While they won't overtake traditional PCs completely, they will sell well, she says. Tablets made by other manufacturers may not come with a complementary digital platform that drives content sales the way the iPad does. Sure, some tablets will have the Android Market, but those profits go to Google and developers.

Further, Cook says he's counting on the iPad (and the iPhone) having the same effect that the early iPod did on Mac sales: it drove them up. People who probably had never used a Mac went into an Apple Store to buy an iPod and gave a Mac a spin.

iTunes is the key
But how long can Apple keep up high margins on products that slowly get commoditized is a valid question. As time goes on, the margins on selling hardware itself are going to get lower and lower, and competitors will be able to cheaply reproduce similar stuff--see MacBook Pro lookalikes from HP and Dell, or almost any MP3 player today.

It's possible that iTunes and its associated content stores will be where Apple makes a very significant chunk of its money someday, at least according to MIT professor Cusumano, who researched the issue for his book. iTunes brought in $1.1 billion last quarter. It's sold 10 billion apps so far, and the Mac App Store is just getting started. That number is only going to rise, and it's conceivable that someday Apple could change tactics on hardware, argues Cusumano.
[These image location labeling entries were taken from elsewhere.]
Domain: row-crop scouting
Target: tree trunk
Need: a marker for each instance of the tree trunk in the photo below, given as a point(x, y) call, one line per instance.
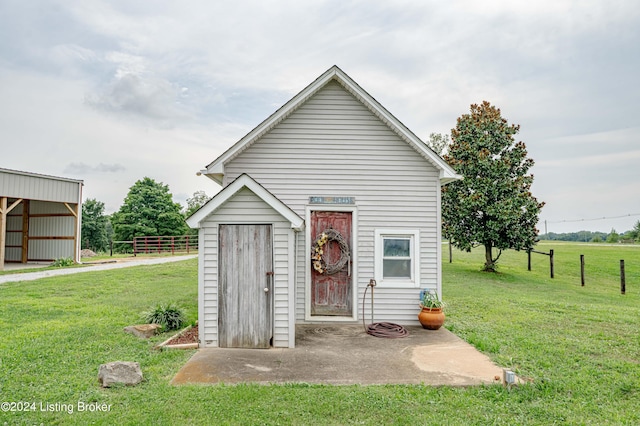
point(489, 264)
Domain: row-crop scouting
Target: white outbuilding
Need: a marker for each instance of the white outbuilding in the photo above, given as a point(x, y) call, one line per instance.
point(328, 194)
point(40, 217)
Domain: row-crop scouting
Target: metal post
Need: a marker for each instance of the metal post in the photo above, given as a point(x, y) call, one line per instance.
point(623, 283)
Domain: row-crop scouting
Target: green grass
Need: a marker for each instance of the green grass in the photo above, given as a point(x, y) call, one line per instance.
point(577, 347)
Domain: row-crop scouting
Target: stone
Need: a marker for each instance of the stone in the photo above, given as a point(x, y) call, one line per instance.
point(124, 372)
point(143, 331)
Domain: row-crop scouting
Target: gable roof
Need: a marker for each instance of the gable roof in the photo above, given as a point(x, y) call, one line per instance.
point(228, 192)
point(215, 170)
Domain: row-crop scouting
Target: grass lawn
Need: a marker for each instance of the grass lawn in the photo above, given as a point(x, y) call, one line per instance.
point(578, 348)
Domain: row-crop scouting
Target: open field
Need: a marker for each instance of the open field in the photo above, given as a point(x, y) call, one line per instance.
point(578, 348)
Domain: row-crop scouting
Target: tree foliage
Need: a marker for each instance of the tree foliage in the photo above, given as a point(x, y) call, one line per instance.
point(94, 226)
point(439, 143)
point(492, 205)
point(148, 209)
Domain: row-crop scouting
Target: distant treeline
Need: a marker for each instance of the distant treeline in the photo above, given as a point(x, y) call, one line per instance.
point(629, 237)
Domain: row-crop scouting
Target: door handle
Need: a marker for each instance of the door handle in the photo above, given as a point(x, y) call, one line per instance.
point(270, 281)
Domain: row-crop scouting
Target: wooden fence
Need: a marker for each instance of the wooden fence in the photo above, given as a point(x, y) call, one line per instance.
point(165, 244)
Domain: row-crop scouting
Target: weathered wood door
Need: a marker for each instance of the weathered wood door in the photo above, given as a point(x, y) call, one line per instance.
point(245, 281)
point(331, 294)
"In many cases, they may end up giving away these devices and making all their money in iTunes," he said.

It's possible, of course, but not everyone agrees, particularly because hardware and its design at Apple is very resource-intensive--lots of time and energy is placed on producing hardware of a certain quality.

Arvind Bhambri, who teaches competitive strategy at USC's Marshall School of Business, thinks tightly integrated hardware and software is always gong to be Apple's plan for growth because it's what sets the company apart.

"Because it's their hardware that's driving a lot of their software revenues. It's a very symbiotic relationship," he said. "It's having one of the richest application platforms that makes their hardware attractive. And attractively designed hardware is what brings people to their App Store to start with."

Apple's increasing reliance on the iPad, in other words, shouldn't be a cause for concern. The iPhone, after all, has been its most popular and profitable product for several years . What it does symbolize is just how prescient it was four years ago to drop "Computer" from Apple Inc.

Correction 6:32 a.m. PT: This story initially erred on revenue figures for Macs and iPads. For the quarter ended December 25, 2010, Apple recorded $5.4 billion in revenue from Mac desktops and laptops, and $4.6 billion from iPads.